Un dynamisme nouveau. Je voudrais préciser un aspect de la «semaine faste pour l'Europe» qui vient de se dérouler, celui des effets positifs que l'accord sur les perspectives financières aura sur l'activité européenne et même sur la situation économique. Effets rapides, susceptibles d'insuffler un dynamisme nouveau à la construction européenne, contribuant à lui rendre progressivement la confiance des citoyens.
L'absence des perspectives financières laissait en suspens les programmes essentiels de l'action future de l'Union, que ce soit le nouveau programme pluriannuel de recherche, ou les règlements d'application de la politique structurelle, ou les plans relatifs aux réseaux transeuropéens. La plupart des activités économiques communautaires envisagées se trouvaient dans une situation d'incertitude, leur réalisation même était parfois en doute. Les soutiens structurels aux nouveaux Etats membres restaient dans le brouillard, les responsables de Galileo s'interrogeaient sur le volume des financements garantis, les axes ferroviaires prioritaires paraissaient compromis.

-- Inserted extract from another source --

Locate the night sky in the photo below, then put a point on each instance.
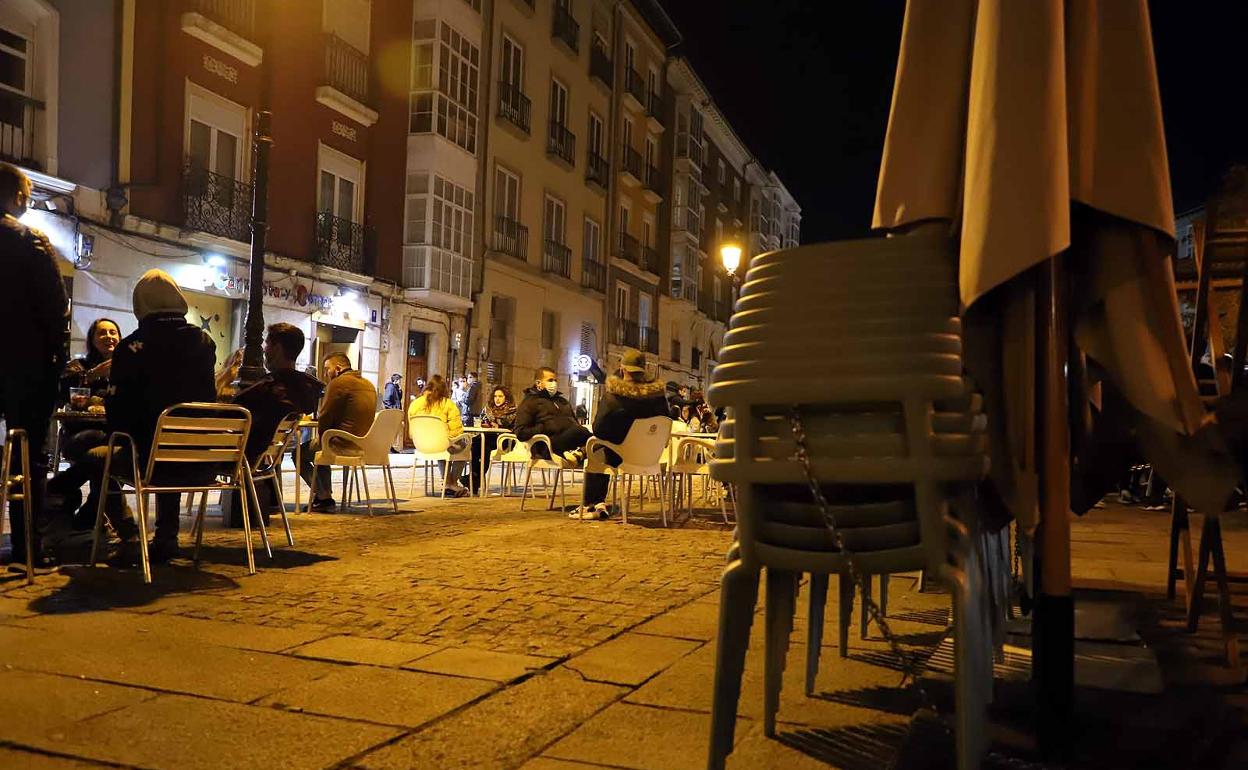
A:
(775, 66)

Sans parler du recul de programmes tels qu'Erasmus, l'un des succès de l'Europe unanimement reconnus, et des incertitudes analogues à propos des programmes environnementaux et du soutien aux petites et moyennes entreprises. Même si l'on avait confiance que tôt ou tard une décision serait intervenue, le retard des textes législatifs indispensables à la mise en œuvre des différents programmes devenait dramatique. Le point de rupture était atteint. Encore quelques semaines, et les financements structurels en Europe centrale et orientale auraient été reportés d'une année faute de bases juridiques. Idem pour le programme de recherche. Grâce à l'accord, et à l'engagement du Conseil et du Parlement à procéder le mois prochain à l'adoption formelle des perspectives financières, tous les programmes pourront démarrer au 1er janvier 2007. Le cadre financier est clair pour tous.
Mieux distribuer les fruits de la croissance. Il est vrai que certains crédits sont inférieurs à ce que la Commission et le Parlement demandaient. Mais ceci est normal même dans les budgets nationaux. Chaque institution ayant fait de son mieux dans la longue, et par moment dramatique, négociation, l'important est maintenant de gérer au mieux les ressources disponibles et de mettre en œuvre des financements alternatifs, ce qui est parfois non seulement possible mais aussi souhaitable. Je m'explique: les groupes de pression s'efforcent logiquement d'obtenir le maximum de financements publics, mais il n'est pas dit qu'il soit toujours justifié de leur donner entière satisfaction. Plusieurs analyses prouvent que les grandes entreprises, ayant obtenu ces derniers temps des bénéfices record, les distribuent largement à leurs managers et à leurs actionnaires, bien davantage qu'aux investissements, à l'emploi, à l'innovation et à la recherche. Il n'est donc pas interdit de rechercher un meilleur équilibre dans la répartition des fruits de la croissance, là où celle-ci est rétablie. Les statistiques indiquent par exemple que pour atteindre l'objectif de consacrer à la recherche 3% du PIB européen, ce ne sont pas les financements publics qui sont en retard, mais les financements privés. Et si c'est la compétitivité que l'on invoque, il est évident que la recherche, l'innovation et les investissements sont au moins aussi importants que la modération salariale.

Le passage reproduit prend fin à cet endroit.